The Wall Street Journal’s latest dive into the crumbling of Bob Chapek’s career revealed a telling turn point that ultimately led to the falling out between Chapek and Iger. At the start of the pandemic in early 2020, Chapek had just taken the reigns from Iger and was faced with handling the worldwide closures of the Disney Parks and other segments of the company. He wanted to move quickly to lay off thousands of Cast Members to cut costs.
Iger, still acting as Executive Chairman, disagreed. The CARES (Coronavirus Aid, Relief, and Economic Security) act was pending, and Iger wanted those protections in place so the furloughed Cast Members would qualify.
College Program participants were let go and send home by March 18, which was likely in part because they were in a communal living situation and at higher risk of spreading the coronavirus. Walt Disney World Resort closed on March 16, two days after Disneyland Resort, and the CARES act was not signed into law until March 27. In the interim, Disney continued to pay Cast Members. It would seem this measure was thanks to Iger.
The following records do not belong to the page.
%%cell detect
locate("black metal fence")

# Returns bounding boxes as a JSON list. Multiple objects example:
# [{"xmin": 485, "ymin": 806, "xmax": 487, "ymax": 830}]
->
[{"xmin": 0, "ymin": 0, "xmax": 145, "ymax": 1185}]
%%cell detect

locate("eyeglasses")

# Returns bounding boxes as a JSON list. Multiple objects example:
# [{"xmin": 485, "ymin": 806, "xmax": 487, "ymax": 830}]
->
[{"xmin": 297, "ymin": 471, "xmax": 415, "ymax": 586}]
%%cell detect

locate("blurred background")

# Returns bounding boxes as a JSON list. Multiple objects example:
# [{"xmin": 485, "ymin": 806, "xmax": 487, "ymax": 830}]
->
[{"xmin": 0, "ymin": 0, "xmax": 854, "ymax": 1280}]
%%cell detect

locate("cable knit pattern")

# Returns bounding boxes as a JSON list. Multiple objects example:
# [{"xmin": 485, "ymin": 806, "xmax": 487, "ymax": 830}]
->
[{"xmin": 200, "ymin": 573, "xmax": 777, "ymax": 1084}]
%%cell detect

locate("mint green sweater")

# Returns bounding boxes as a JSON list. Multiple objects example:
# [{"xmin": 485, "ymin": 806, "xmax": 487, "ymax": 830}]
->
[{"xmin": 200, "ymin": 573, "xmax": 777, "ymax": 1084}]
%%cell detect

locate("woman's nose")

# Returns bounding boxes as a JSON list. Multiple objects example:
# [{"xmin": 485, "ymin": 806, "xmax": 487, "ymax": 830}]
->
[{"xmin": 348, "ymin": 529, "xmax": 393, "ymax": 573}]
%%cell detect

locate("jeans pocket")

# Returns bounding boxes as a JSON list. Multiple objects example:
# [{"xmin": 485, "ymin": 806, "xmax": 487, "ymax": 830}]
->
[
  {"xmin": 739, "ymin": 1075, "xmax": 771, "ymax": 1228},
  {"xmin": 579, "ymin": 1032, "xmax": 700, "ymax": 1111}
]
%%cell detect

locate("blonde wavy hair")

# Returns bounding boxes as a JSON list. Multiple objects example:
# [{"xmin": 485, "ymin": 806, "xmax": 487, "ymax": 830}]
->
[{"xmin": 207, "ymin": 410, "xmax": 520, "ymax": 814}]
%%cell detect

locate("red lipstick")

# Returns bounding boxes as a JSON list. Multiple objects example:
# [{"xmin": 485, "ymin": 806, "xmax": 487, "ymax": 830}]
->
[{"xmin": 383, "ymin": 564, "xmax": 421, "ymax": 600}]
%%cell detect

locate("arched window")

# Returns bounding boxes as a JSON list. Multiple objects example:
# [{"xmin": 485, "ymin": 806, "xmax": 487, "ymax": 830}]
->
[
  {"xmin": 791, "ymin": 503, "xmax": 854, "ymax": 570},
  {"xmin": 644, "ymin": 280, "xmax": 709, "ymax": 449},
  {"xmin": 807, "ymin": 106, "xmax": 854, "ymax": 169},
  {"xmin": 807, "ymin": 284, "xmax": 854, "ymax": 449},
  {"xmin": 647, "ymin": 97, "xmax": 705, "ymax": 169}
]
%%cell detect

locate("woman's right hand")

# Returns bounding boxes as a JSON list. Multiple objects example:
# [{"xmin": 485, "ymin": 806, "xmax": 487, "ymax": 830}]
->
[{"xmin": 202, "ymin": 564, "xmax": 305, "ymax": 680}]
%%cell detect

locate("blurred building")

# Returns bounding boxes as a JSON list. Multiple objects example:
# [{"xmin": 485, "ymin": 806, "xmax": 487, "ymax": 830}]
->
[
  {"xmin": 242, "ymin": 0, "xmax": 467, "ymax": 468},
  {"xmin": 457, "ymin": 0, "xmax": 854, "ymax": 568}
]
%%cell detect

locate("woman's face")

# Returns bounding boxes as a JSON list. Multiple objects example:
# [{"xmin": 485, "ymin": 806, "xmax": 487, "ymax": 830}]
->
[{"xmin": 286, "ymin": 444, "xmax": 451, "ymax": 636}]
On March 27, the company announced that it would continue paying Cast Members through April 18. Finally, on April 2 (once the coast was clear), they announced the company-wide furloughs, including most staff at the parks. Even more were furloughed over the following year.
One of the subsequent major layoffs (over 28,000 employees company-wide) came shortly after it was announced that the executives’ salaries would be restored. At the initial onset, Chapek had forfeited 50% of his salary and Iger 100% of his. in an attempt to soothe the losses. The pay cut went from March 2020 to August 2020.
When the October layoffs were announced, Senator Elizabeth Warren wrote a letter to both Chapek and Iger regarding the reinstatement of executive salaries amid continued furloughs. Chapek’s response read, “As you are well aware, this unprecedented crisis has had a devastating impact on companies nationwide, and businesses large and small have had to take the difficult steps required to weather the impact…”
Had Chapek laid them off before the CARES act, they might not have qualified for government assistance. As it were, many Cast Members relied on food banks and other local support systems.
One of Iger’s biggest concerns about Chapek was his immediate response to stock numbers, including price increases at the parks. Chapek lamented his reputation as a “bean counter” despite his actions.
Chapek was let go on November 20, with Iger assuming the CEO role effective immediately. The campaign to overthrow now-former Disney CEO Bob Chapek actually began in the summer. Multiple executives approached the Disney Board of Directors with complaints about Chapek’s ability to lead. This was all reported by the Financial Times, with the outlet specifically naming Disney CFO Christine McCarthy as the one leading the charge to replace the disliked executive.
Chapek is reported to receive a severance package worth more than $20,000,000.